PJM is not embracing “smart” technologies voluntarily.  They are not even doing it in response to federal mandates.  Remember my post three weeks ago about the new world of falling demand that we live in?  Here is what Mr. Ott says early in his piece:

Americans are becoming smarter energy consumers, according to a recent report from the Congressional Research Service.

The United States is using less energy than it did in 2000 — even though the population has grown by nearly 27 million people. The average American is using less energy than at any point since the 1960s.

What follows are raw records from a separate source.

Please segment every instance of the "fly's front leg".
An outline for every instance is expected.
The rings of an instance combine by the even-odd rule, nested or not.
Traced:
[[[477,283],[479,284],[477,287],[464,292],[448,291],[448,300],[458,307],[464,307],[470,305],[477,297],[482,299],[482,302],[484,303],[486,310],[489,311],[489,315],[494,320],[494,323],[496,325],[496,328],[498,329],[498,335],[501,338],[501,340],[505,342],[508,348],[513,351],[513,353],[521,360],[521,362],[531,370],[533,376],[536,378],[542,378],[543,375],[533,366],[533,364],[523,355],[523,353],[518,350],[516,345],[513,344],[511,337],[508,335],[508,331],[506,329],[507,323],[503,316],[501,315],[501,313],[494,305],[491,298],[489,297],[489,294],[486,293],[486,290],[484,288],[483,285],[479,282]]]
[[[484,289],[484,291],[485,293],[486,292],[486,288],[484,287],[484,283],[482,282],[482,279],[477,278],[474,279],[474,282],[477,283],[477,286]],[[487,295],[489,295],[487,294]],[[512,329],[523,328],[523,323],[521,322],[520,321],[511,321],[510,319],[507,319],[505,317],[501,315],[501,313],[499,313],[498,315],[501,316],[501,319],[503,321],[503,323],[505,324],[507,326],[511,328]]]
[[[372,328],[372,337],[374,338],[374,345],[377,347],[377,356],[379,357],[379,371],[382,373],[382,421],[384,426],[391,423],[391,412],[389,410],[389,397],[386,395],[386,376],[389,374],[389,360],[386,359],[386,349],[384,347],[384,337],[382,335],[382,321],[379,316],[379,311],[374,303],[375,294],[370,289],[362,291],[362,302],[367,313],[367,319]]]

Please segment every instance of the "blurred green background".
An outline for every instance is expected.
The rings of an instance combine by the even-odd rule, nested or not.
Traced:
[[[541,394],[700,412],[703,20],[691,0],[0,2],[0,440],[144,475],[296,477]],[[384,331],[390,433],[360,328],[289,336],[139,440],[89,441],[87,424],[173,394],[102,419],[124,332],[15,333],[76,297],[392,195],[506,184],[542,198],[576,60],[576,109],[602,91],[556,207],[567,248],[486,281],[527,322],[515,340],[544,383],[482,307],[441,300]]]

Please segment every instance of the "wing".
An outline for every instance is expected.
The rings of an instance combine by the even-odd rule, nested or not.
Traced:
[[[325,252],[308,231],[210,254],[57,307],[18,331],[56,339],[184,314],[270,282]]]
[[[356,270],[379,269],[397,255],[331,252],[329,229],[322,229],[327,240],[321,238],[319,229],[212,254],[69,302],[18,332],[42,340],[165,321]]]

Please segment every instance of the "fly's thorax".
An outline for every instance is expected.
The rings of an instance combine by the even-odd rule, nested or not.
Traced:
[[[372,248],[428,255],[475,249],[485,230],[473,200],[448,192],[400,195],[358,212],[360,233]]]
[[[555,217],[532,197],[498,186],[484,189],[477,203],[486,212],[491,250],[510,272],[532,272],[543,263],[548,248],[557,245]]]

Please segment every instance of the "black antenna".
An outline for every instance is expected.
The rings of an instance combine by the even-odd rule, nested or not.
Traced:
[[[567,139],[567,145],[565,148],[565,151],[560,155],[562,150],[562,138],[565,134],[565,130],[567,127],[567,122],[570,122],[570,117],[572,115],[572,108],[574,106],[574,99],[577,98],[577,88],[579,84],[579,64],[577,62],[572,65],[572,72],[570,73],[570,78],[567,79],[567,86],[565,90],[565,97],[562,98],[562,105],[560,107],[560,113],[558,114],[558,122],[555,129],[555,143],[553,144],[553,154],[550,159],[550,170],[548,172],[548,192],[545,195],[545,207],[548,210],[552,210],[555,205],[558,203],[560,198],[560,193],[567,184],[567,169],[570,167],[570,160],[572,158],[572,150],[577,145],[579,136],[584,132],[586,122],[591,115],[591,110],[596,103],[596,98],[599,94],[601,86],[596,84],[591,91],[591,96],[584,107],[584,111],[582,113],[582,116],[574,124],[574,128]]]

So PJM needs smart grid technologies to protect itself and its power company members from the economic impacts of falling demand.  Take a look at this recent Power Line post, where I quoted Mahesh Bhave’s article in Renewable Energy World:

In the next fifteen years, the importance of the current grid — smartened or not — will wane and a parallel “new intelligent network” may supplant it. This new intelligent network will manage thousands of distributed generation and consumption points, including rooftop solar installations and networked electric appliances. The network management would resemble that of today’s IT networks and would be easy to set up. We would simply treat solar panels, inverters, and appliances as analogous to computers and other electronic devices on the Ethernet.

While the current smart grid projects primarily address the operational concerns of electric utilities, tomorrow’s smarter grid will serve the end customers, and may not even be managed by electric utilities.  Of course, wherever the current grid is in place, which is most of the world, we should make it better and implement the smart grid solutions. But we should realize that parallel intelligent networks would likely be born.

The smart grid discussion is naturally about technology, but it ought to also be about business issues — how firms can adapt to non-traditional competition, industry structure changes, and disruptive innovation. With growing solar rooftop deployments, the traditional electric utilities face threats to their growth, though not to their immediate survival.

I agree with Mr. Bhave.  Mr. Ott’s PJM smart meters and real-time pricing are great, and should be encouraged — but they are the result of legacy power company practices, not the new electrical system that is emerging from the bottom up.